As a senior executive or even the owner of a business it may not occur to you to look at your company from the perspective of a prospective new job applicant.  You might perceive that you are far too busy for that, or that it is not you or the company that needs to impress the applicant – but the applicant that has to impress you!  However, the dynamic is one where both parties need to put their best food forward.
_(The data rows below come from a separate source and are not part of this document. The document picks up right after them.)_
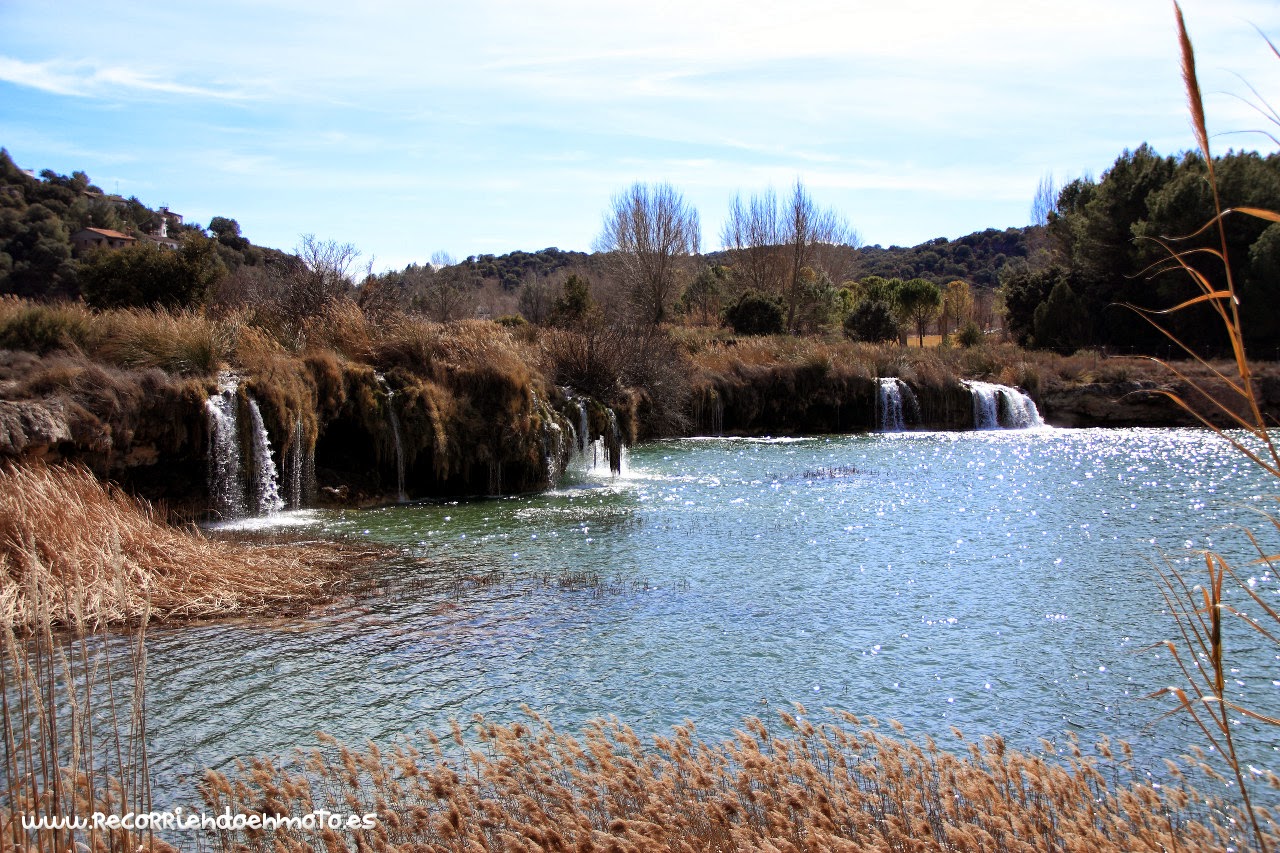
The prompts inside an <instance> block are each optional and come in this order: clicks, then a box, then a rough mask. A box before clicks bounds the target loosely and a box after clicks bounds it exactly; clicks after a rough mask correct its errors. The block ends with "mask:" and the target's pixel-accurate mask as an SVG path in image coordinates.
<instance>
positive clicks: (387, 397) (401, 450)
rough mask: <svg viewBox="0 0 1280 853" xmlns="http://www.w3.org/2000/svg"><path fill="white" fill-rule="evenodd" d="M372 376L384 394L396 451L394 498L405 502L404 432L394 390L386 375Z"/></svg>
mask: <svg viewBox="0 0 1280 853" xmlns="http://www.w3.org/2000/svg"><path fill="white" fill-rule="evenodd" d="M374 378H375V379H378V387H379V388H381V389H383V394H384V396H385V403H387V428H388V430H390V434H392V450H393V451H394V452H396V500H397V501H399V502H401V503H406V502H407V501H408V491H407V489H406V488H404V433H403V430H402V429H401V423H399V412H398V411H397V410H396V392H394V391H393V389H392V387H390V386H389V384H387V377H384V375H383V374H380V373H375V374H374ZM384 447H385V446H384Z"/></svg>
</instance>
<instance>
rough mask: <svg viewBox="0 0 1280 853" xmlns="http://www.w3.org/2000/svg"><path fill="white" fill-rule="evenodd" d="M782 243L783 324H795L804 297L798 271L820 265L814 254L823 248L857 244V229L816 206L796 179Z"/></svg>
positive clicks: (826, 211) (815, 255)
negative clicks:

The beginning of the wooing

The first contact betweeen the company and the potential new employee is the job listing.  The job applicant will identify jobs, tasks, responsibilities, etc. listed in the job listing that align with his/her own experience or capabilities.  Both are well served to be honest in their portrayal.  The company should be honest about the role and the applicant should not claim experiences or responsibilities that are not their own.  In years gone by, it might have been possible for companies to get away with stretching the truth about a position’s true nature.  However, now applicants can rely on sites like glassdoor to provide them with an insider’s view of the company (comments written by previous or current employees about the company’s culture, pay rates, and job tasks).

First Contacts

It is advisable for the company to create an interview schedule if more than one interview will be conducted and share that with both the applicant and those conducting the interviews.  This allows the applicant to understand who they will be speaking with (by name and job title), the schedule of interviews, and can better prepare their interview answers based on the functions, responsibilities, and perspectives of the interviewer.  The interviewers can then tailor their questions so that the applicant is not asked the same questions numerous times, but rather each interviewer is tasked with collecting different information.
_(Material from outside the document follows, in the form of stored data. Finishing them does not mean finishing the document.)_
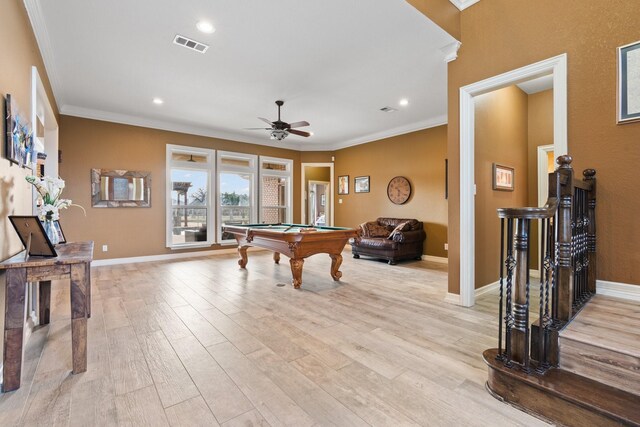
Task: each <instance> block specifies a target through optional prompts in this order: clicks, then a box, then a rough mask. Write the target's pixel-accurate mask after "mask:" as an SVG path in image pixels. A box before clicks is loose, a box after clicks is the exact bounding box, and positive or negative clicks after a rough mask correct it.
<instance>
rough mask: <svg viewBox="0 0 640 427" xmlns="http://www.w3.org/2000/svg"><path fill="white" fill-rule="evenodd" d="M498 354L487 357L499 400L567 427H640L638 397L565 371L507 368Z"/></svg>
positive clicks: (489, 387) (490, 354)
mask: <svg viewBox="0 0 640 427" xmlns="http://www.w3.org/2000/svg"><path fill="white" fill-rule="evenodd" d="M497 354H498V351H497V349H495V348H494V349H489V350H486V351H485V352H484V354H483V357H484V360H485V363H486V364H487V366H488V367H489V379H488V381H487V387H488V389H489V391H490V392H491V393H492V394H493V395H494V396H496V397H497V398H499V399H501V400H504V401H506V402H508V403H510V404H513V405H514V406H517V407H519V408H521V409H524V410H525V411H526V412H529V413H532V414H535V415H538V416H540V417H542V418H546V419H548V420H551V421H554V422H559V423H561V424H564V425H567V426H585V425H598V426H608V425H611V426H613V425H620V424H622V425H633V426H640V405H639V404H638V403H639V398H638V396H637V395H635V394H632V393H629V392H626V391H624V390H620V389H618V388H615V387H612V386H609V385H607V384H603V383H601V382H598V381H595V380H592V379H589V378H586V377H583V376H581V375H577V374H575V373H573V372H569V371H566V370H563V369H550V370H549V371H547V372H546V373H545V374H544V375H537V374H533V373H529V374H527V373H524V372H522V370H520V369H519V368H517V367H514V368H507V367H505V366H504V364H503V363H502V362H500V361H497V360H496V356H497Z"/></svg>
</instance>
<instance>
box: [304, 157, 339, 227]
mask: <svg viewBox="0 0 640 427" xmlns="http://www.w3.org/2000/svg"><path fill="white" fill-rule="evenodd" d="M307 166H310V167H314V168H322V167H324V168H329V182H330V184H331V186H330V192H329V193H330V195H329V200H330V202H331V206H330V207H331V209H330V210H329V218H328V221H327V225H329V226H333V218H334V209H335V207H334V206H335V205H334V203H333V202H334V200H333V193H334V191H333V189H334V186H333V163H332V162H328V163H301V164H300V169H301V171H302V173H301V174H300V191H301V194H300V212H301V215H300V222H302V223H303V224H308V221H307V210H306V206H305V203H304V202H305V200H307V189H306V188H305V187H306V186H305V181H306V179H305V170H304V168H305V167H307Z"/></svg>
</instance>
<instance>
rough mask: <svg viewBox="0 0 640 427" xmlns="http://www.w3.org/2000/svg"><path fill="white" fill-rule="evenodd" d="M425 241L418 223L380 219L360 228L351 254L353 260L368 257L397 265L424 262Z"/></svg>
mask: <svg viewBox="0 0 640 427" xmlns="http://www.w3.org/2000/svg"><path fill="white" fill-rule="evenodd" d="M426 237H427V234H426V233H425V231H424V228H423V225H422V222H421V221H418V220H416V219H408V218H378V219H377V220H375V221H369V222H365V223H362V224H360V225H359V227H358V237H356V238H354V239H353V240H352V242H351V251H352V253H353V257H354V258H360V256H361V255H365V256H370V257H373V258H379V259H385V260H387V261H388V262H389V264H390V265H394V264H395V263H396V262H397V261H401V260H406V259H422V248H423V246H424V240H425V238H426Z"/></svg>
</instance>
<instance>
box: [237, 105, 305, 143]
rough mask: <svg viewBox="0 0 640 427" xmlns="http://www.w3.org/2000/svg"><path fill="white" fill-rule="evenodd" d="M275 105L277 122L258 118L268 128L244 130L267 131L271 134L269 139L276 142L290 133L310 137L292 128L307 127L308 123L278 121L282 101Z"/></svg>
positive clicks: (281, 140) (296, 129) (304, 132)
mask: <svg viewBox="0 0 640 427" xmlns="http://www.w3.org/2000/svg"><path fill="white" fill-rule="evenodd" d="M276 105H277V106H278V120H276V121H275V122H272V121H270V120H267V119H265V118H264V117H258V119H260V120H262V121H263V122H265V123H267V124H268V125H270V126H271V127H270V128H245V129H247V130H268V131H270V132H271V139H276V140H278V141H282V140H283V139H285V138H286V137H287V136H288V135H289V134H290V133H292V134H294V135H298V136H304V137H308V136H311V133H309V132H305V131H301V130H297V129H294V128H299V127H304V126H309V122H305V121H301V122H295V123H287V122H283V121H282V120H280V107H282V105H284V101H276Z"/></svg>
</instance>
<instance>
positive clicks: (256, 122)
mask: <svg viewBox="0 0 640 427" xmlns="http://www.w3.org/2000/svg"><path fill="white" fill-rule="evenodd" d="M26 4H27V8H28V11H29V15H30V17H31V20H32V22H33V24H34V28H35V31H36V37H37V39H38V43H39V45H40V48H41V50H42V51H43V56H44V58H45V63H46V66H47V72H48V74H49V76H50V77H51V80H52V84H53V87H54V92H55V96H56V100H57V102H58V105H59V107H60V110H61V112H62V113H63V114H69V115H76V116H82V117H90V118H98V119H103V120H110V121H116V122H121V123H129V124H137V125H142V126H148V127H155V128H161V129H168V130H176V131H181V132H187V133H194V134H200V135H208V136H216V137H221V138H227V139H233V140H237V141H244V142H252V143H258V144H264V145H273V146H284V147H288V148H295V149H301V150H327V149H336V148H340V147H344V146H349V145H354V144H358V143H362V142H368V141H371V140H375V139H380V138H383V137H387V136H392V135H396V134H400V133H405V132H409V131H413V130H418V129H422V128H425V127H430V126H434V125H437V124H442V123H445V122H446V111H447V101H446V93H447V92H446V87H447V86H446V62H445V56H446V48H447V47H448V46H451V45H452V44H453V43H455V40H454V39H453V38H452V37H451V36H450V35H448V34H447V33H446V32H445V31H444V30H442V29H441V28H440V27H438V26H437V25H435V24H434V23H433V22H431V21H430V20H428V19H427V18H426V17H425V16H424V15H423V14H421V13H419V12H418V11H416V10H415V9H414V8H413V7H412V6H410V5H409V4H408V3H406V2H405V1H404V0H370V1H367V2H363V1H361V0H323V1H311V0H306V1H300V0H271V1H268V2H267V1H264V0H243V1H228V0H227V1H223V0H218V1H211V0H188V1H187V0H184V1H179V2H178V1H168V0H136V1H125V0H114V1H104V0H56V1H45V0H27V2H26ZM201 19H207V20H209V21H211V22H212V23H213V25H214V26H215V28H216V31H215V32H214V33H213V34H203V33H200V32H199V31H198V30H197V29H196V26H195V24H196V22H197V21H199V20H201ZM176 34H181V35H184V36H187V37H190V38H193V39H195V40H197V41H199V42H202V43H205V44H208V45H209V46H210V47H209V49H208V51H207V52H206V53H205V54H200V53H196V52H193V51H189V50H187V49H185V48H183V47H180V46H177V45H175V44H173V43H172V41H173V38H174V37H175V35H176ZM154 97H159V98H162V99H163V100H164V104H163V105H160V106H158V105H154V104H153V103H152V99H153V98H154ZM401 98H407V99H408V100H409V105H408V106H406V107H401V106H399V105H398V101H399V100H400V99H401ZM276 99H282V100H284V101H285V105H284V107H283V110H282V118H283V120H285V121H288V122H293V121H299V120H307V121H309V122H310V123H311V126H310V127H308V128H304V129H303V130H309V131H312V132H314V135H313V136H312V137H310V138H301V137H297V136H293V135H290V136H289V137H288V138H287V139H286V140H285V141H282V142H275V141H271V140H269V138H268V132H267V131H248V130H243V128H246V127H260V126H261V125H262V122H260V121H259V120H258V119H257V118H256V117H258V116H260V117H266V118H268V119H275V118H276V116H277V110H276V106H275V104H274V101H275V100H276ZM385 106H390V107H393V108H396V109H397V110H398V111H397V112H394V113H383V112H381V111H380V108H382V107H385Z"/></svg>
In the event that the interviewers are detained or unable to meet with the applicant at the assigned time, it is especially important to have someone tasked with acting as “host” or “hostess.”  This person will shepherd the applicant from interview to interview, or check in periodically to ensure that the applicant is being tended to, answer any questions that may arise, or allow the applicant to make requests to ensure their own comfort during the process (water, access to a bathroom, chance to make a phone call, etc. – as appropriate).

Engagement on Interviews

While there are different approaches to interviews:

  1. Behavioral interviews are popular where the interviewee is asked for examples of how they have performed in different conditions or scenarios, or how they might behave in simulated situations.
  2. Another less popular form of interviewing, but still occasionally conducted are “stress interviews” where the applicant is seen in a situation that is uncomfortable and then judged on how they handle stress.  An example of this is stress interview .
  3. The traditional approach is the review of one’s career highlights and sharing the position’s key responsibilities.

Treat interviews as important exchanges.

The purpose of the interview should not be forgotten in the pursuit of the techniques.  The interview is designed to give a realistic insight into both the applicant and the job to ensure that there is an alignment between the two.  If either the company or the applicant are not better informed about each other after the interviews have been completed, it was not as successful as it could have been.

Next Steps

Share the expectations after the applicant has completed the interviews.  Will there be follow-ups?  Additional interviews?  Is there any administrative transactions that are to be completed (paying for travel, lodging, meals, parking, or other expenses incurred – and agreed to beforehand)?  What is the timing that decisions be made?

Failure to consider these aspects of the interview process may lead to a less than optimal interview/hiring experience for both the company and the interviewee.